L’anémie concerne encore 30% des femmes et 10% des hommes au Maroc ce qui pourrait s’expliquer, en partie, par le régime alimentaire marocain, riches en fibres, phytates et tanins qui réduisent la bio-disponibilité du fer. Le goitre endémique est toujours présent dans plusieurs zones du Maroc. La composition du régime alimentaire joue un rôle fondamental dans l’absorption des micronutriments mais ne représente que l’un des facteurs responsables des carences en micronutriments.
Les dernières enquêtes de consommation alimentaire montrent que la consommation de produits d’origine animale (laitages, viandes, oeufs, poissons) est relativement faible et qu’elle augmente moins vite que dans les pays ayant atteint le même niveau de développement économique.

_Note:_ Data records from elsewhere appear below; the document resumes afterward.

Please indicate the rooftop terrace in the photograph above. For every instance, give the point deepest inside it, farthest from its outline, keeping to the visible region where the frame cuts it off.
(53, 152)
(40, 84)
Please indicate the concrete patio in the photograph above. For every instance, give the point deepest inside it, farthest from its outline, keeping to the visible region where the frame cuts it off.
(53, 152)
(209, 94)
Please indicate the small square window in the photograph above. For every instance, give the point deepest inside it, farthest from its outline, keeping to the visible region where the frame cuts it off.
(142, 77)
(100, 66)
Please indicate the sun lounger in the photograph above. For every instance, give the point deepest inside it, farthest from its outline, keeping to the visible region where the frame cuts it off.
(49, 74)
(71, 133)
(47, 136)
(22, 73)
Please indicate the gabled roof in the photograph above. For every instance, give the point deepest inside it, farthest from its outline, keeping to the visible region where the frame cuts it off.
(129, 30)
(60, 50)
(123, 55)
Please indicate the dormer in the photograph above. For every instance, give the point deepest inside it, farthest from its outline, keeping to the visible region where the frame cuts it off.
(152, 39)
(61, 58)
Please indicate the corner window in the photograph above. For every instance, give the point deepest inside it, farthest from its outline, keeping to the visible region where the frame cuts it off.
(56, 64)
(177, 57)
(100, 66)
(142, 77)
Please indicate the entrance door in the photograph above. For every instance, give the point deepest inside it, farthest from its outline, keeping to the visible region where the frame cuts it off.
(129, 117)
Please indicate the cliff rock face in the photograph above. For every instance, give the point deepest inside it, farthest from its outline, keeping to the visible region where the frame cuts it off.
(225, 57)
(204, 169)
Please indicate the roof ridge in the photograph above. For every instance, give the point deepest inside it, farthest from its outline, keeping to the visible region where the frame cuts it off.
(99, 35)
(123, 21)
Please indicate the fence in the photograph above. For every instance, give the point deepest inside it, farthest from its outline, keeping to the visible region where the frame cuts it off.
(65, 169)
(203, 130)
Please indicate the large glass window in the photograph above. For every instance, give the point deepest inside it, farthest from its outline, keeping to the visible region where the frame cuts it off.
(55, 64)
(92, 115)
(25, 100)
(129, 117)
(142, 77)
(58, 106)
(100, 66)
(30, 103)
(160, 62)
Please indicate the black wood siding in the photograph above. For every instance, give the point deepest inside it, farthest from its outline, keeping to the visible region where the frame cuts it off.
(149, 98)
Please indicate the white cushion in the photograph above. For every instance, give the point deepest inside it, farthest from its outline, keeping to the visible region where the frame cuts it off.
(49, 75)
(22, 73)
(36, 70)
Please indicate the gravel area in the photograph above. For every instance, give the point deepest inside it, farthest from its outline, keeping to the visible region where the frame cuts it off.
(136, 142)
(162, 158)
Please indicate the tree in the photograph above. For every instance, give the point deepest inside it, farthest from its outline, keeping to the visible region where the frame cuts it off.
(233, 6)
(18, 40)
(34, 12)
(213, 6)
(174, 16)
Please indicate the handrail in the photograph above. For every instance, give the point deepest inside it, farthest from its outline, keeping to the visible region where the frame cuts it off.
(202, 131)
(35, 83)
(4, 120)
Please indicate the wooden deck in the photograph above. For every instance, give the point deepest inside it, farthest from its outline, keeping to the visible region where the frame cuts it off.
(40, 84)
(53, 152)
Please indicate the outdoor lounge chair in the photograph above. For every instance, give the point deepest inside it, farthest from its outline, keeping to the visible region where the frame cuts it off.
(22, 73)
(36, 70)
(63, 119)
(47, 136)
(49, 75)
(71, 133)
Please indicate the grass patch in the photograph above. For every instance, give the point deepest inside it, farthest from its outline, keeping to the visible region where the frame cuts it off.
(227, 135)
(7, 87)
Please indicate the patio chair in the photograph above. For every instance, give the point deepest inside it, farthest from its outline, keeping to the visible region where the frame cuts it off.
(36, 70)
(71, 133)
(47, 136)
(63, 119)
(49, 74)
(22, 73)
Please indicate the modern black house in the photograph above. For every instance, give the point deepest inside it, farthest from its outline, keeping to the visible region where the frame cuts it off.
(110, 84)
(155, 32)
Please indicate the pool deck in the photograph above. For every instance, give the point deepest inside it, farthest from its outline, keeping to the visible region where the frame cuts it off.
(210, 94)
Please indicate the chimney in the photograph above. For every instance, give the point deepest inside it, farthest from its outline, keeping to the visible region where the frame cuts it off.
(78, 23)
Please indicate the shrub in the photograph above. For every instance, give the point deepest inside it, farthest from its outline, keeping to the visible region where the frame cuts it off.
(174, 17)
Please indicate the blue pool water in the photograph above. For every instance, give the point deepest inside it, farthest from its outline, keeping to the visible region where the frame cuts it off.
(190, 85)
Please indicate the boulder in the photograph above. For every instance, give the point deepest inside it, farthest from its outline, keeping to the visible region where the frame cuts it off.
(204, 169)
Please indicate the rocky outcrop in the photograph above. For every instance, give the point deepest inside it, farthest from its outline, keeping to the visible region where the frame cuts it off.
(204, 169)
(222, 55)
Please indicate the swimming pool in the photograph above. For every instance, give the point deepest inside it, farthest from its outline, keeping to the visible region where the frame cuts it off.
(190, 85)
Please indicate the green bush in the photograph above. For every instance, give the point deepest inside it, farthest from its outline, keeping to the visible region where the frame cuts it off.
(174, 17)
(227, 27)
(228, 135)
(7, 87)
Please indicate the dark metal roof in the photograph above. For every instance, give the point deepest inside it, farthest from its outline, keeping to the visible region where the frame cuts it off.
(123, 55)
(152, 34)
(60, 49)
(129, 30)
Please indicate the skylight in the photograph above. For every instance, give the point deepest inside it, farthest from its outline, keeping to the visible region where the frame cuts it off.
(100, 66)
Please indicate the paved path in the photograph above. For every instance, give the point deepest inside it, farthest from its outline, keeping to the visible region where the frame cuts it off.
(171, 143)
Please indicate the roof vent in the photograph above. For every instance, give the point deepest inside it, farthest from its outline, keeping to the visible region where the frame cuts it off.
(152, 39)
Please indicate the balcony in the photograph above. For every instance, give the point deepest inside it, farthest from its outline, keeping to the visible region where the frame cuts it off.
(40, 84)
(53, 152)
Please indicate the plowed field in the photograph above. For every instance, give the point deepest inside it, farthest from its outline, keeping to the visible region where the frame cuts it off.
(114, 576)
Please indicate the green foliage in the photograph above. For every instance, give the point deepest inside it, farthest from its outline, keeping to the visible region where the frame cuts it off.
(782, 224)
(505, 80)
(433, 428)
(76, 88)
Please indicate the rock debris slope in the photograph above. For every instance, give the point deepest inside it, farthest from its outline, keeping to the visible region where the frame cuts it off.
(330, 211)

En revanche celle d’huiles et matières grasses augmente au rythme que laissait prévoir l’accroissement des revenus.
La consommation alimentaire ne représente que l’un des multiples facteurs qui ont contribué à l’amélioration de l’état nutritionnel observée au Maroc. Parmi ces facteurs, il convient de citer la diminution des maladies infectieuses et parasitaires, l’amélioration du niveau socio-économique et de l’éducation ainsi qu’un meilleur accès aux infrastructures sanitaires.